We are all hoping for a happy ending in what is emerging as one of the greatest challenges this country has ever faced. Things don’t look good.

Georgia. Florida. Texas. Tennessee. All these states began to reopen, while others laid out plans to reopen in the near future and scale back social distancing, without testing in place, regardless of the consequences. On April 30, federal social distancing guidelines expired. The president has no plans to renew them. Instead, those working toward the president’s reelection have been stoking more and more anti-social distancing, pro-coronavirus-spread protests.

You don’t need mathematical models to predict what happens when you relax social distancing before you get the epidemic under control or understand the extent of the problems you face. Doing so will make things worse. No expert will tell you differently.

Except in the United States in 2020, expertise has no role in the response to Covid-19; it’s all about the gut feelings of the man in the White House and his loyalists in Congress and in governors’ mansion across the land. No one treats this as lunacy, recklessness, and self-destructiveness on a national scale. To do that, we’d have to look in the mirror and see the country we’ve become rather than rely on the myths that we live by day by day.

It doesn’t have to be this way: We have the capacity, the know-how, the will to survive this pandemic with far less carnage and death, whether you enumerate it in deaths or in gross domestic product. It’s no moon shot for American industry to scale up testing, from the PCR primers and RNA extraction kits to the test tubes and swabs we need. We have plenty of talented and newly unemployed people who could be recruited to perform the tests, do the contact tracing, help people navigate the practicalities of isolation and quarantine.

Instead, we have governors more loyal to the president than their duties to protect their own constituents opening up their states and exacerbating the epidemic. The virus doesn’t respect state borders, and their actions will undermine not only containment efforts in their own states but across the entire country. Meanwhile, as a bipartisan coalition of governors in other states tries to do the right thing, they face the headwinds of a federal government that has no interest in treating stopping Covid-19 as a national project — and a president who has pinned his political hopes on sowing chaos amid the response to the epidemic.

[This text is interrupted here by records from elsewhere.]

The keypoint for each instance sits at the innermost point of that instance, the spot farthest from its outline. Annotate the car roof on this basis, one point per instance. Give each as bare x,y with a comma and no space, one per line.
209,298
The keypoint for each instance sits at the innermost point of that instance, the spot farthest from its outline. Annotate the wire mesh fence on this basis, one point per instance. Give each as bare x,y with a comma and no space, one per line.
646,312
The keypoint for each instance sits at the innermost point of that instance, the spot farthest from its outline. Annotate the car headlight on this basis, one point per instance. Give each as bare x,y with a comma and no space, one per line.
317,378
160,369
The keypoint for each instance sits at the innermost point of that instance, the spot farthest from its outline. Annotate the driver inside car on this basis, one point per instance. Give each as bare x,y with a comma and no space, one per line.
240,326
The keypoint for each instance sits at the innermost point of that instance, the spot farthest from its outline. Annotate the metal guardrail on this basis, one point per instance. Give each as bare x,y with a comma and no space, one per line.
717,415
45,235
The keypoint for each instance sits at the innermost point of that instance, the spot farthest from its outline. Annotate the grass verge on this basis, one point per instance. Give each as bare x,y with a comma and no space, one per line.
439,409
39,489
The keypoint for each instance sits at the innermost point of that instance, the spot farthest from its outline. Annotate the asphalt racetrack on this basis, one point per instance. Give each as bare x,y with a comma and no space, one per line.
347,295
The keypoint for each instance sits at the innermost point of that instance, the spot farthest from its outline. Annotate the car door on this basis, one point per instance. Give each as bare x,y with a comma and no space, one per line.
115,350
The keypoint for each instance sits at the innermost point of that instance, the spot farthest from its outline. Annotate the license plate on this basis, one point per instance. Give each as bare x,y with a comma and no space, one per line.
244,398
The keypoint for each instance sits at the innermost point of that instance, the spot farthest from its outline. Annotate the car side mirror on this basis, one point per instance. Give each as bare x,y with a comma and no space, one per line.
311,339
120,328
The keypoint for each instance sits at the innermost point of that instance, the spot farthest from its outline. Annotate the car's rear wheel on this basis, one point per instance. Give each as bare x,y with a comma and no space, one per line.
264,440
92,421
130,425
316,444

We are all hoping for a happy ending in what is emerging as one of the greatest challenges this country has ever faced. We’re in the middle of the story now, and things don’t look good for the outcome, for ordinary Americans hoping that this too will pass. Earlier this year, Andrew Slavitt, President Obama’s health care czar, called our inability to respond in a timely and effective manner to this pandemic the greatest U.S. public health failure in a century. A few months later, it looks like a far more grave disaster, an epitaph for a country that let a virus bring it to its knees.